Integrate single-cell RNA-seq data using various integration methods.
Usage
integration_scop(
srt_merge = NULL,
batch,
append = TRUE,
srt_list = NULL,
assay = NULL,
integration_method = "Uncorrected",
do_normalization = NULL,
normalization_method = "LogNormalize",
do_HVF_finding = TRUE,
HVF_source = "separate",
HVF_method = "vst",
nHVF = 2000,
HVF_min_intersection = 1,
HVF = NULL,
do_scaling = TRUE,
vars_to_regress = NULL,
regression_model = "linear",
scale_within_batch = FALSE,
linear_reduction = "pca",
linear_reduction_dims = 50,
linear_reduction_dims_use = NULL,
linear_reduction_params = list(),
force_linear_reduction = FALSE,
nonlinear_reduction = "umap",
nonlinear_reduction_dims = c(2, 3),
nonlinear_reduction_params = list(),
force_nonlinear_reduction = TRUE,
neighbor_metric = "euclidean",
neighbor_k = 20L,
cluster_algorithm = "louvain",
cluster_resolution = 0.6,
seed = 11,
...
)Arguments
- srt_merge
A merged Seurat object that includes the batch information.
- batch
A character string specifying the batch variable name.
- append
The integrated data will be appended to the original Seurat object (srt_merge). Default is
TRUE.- srt_list
A list of Seurat objects to be checked and preprocessed.
- assay
The name of the assay to be used for downstream analysis.
- integration_method
A character string specifying the integration method to use. Supported methods are:
"Uncorrected","Seurat","scVI","MNN","fastMNN","Harmony","Scanorama","BBKNN","CSS","LIGER","Conos","ComBat". Default is"Uncorrected".- do_normalization
A logical value indicating whether data normalization should be performed.
- normalization_method
The normalization method to be used. Possible values are "LogNormalize", "SCT", and "TFIDF". Default is "LogNormalize".
- do_HVF_finding
A logical value indicating whether highly variable feature (HVF) finding should be performed. Default is TRUE.
- HVF_source
The source of highly variable features. Possible values are "global" and "separate". Default is "separate".
- HVF_method
The method for selecting highly variable features. Default is "vst".
- nHVF
The number of highly variable features to select. Default is 2000.
- HVF_min_intersection
The feature needs to be present in batches for a minimum number of times in order to be considered as highly variable. The default value is 1.
- HVF
A vector of highly variable features. Default is NULL.
- do_scaling
A logical value indicating whether to perform scaling. If TRUE, the function will force to scale the data using the ScaleData function.
- vars_to_regress
A vector of variable names to include as additional regression variables. Default is NULL.
- regression_model
The regression model to use for scaling. Options are "linear", "poisson", or "negativebinomial" (default is "linear").
- scale_within_batch
Whether to scale data within each batch. Only valid when the
integration_methodis one of"Uncorrected","Seurat","MNN","Harmony","BBKNN","CSS","ComBat".- linear_reduction
The linear dimensionality reduction method to use. Options are "pca", "svd", "ica", "nmf", "mds", or "glmpca" (default is "pca").
- linear_reduction_dims
The number of dimensions to keep after linear dimensionality reduction (default is 50).

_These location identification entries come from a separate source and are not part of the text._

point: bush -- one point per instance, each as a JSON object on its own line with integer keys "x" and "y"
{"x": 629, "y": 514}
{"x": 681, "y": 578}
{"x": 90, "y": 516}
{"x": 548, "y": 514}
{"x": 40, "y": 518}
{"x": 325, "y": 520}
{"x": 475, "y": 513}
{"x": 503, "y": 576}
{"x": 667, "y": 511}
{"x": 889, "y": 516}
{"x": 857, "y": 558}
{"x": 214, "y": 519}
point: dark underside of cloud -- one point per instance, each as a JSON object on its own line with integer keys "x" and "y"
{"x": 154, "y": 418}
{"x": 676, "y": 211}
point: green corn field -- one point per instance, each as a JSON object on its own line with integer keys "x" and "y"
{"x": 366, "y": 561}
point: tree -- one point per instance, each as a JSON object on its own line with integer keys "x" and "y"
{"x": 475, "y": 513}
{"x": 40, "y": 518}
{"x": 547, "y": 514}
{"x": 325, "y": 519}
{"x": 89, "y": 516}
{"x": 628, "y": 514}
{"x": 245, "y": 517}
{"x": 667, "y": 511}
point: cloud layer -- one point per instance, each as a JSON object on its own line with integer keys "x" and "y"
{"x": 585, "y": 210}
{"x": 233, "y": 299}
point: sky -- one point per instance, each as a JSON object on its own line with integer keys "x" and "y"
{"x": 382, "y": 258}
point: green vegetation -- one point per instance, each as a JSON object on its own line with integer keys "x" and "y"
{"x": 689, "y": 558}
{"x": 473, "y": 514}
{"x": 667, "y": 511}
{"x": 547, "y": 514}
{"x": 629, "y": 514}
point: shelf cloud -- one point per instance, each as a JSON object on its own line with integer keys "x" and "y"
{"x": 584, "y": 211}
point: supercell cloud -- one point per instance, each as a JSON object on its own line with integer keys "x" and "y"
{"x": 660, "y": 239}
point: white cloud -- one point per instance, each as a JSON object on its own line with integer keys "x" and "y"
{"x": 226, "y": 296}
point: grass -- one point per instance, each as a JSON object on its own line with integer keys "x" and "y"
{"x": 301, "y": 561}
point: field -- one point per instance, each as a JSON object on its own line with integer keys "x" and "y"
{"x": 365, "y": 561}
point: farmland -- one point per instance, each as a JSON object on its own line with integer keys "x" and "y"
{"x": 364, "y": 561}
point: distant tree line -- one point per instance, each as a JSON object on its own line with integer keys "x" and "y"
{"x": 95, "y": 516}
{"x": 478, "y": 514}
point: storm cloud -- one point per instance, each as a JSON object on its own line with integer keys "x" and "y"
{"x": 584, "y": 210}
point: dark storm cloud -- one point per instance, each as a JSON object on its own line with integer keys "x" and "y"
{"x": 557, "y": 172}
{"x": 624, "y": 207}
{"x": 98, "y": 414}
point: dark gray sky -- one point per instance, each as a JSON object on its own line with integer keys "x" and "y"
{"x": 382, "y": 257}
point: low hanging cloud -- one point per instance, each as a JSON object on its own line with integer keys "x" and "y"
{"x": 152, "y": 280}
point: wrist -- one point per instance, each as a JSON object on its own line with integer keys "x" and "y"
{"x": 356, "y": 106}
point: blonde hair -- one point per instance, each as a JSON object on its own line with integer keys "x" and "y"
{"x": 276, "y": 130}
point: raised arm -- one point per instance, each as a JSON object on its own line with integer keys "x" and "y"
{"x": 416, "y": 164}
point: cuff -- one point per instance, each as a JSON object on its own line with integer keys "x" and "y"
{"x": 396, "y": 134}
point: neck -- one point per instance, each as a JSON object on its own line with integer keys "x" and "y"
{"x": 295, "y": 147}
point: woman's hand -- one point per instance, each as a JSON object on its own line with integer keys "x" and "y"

- linear_reduction_dims_use
The dimensions to use for downstream analysis. If NULL, all dimensions will be used.
- linear_reduction_params
A list of parameters to pass to the linear dimensionality reduction method.
- force_linear_reduction
A logical value indicating whether to force linear dimensionality reduction even if the specified reduction is already present in the Seurat object.
- nonlinear_reduction
The nonlinear dimensionality reduction method to use. Options are "umap","umap-naive", "tsne", "dm", "phate", "pacmap", "trimap", "largevis", or "fr" (default is "umap").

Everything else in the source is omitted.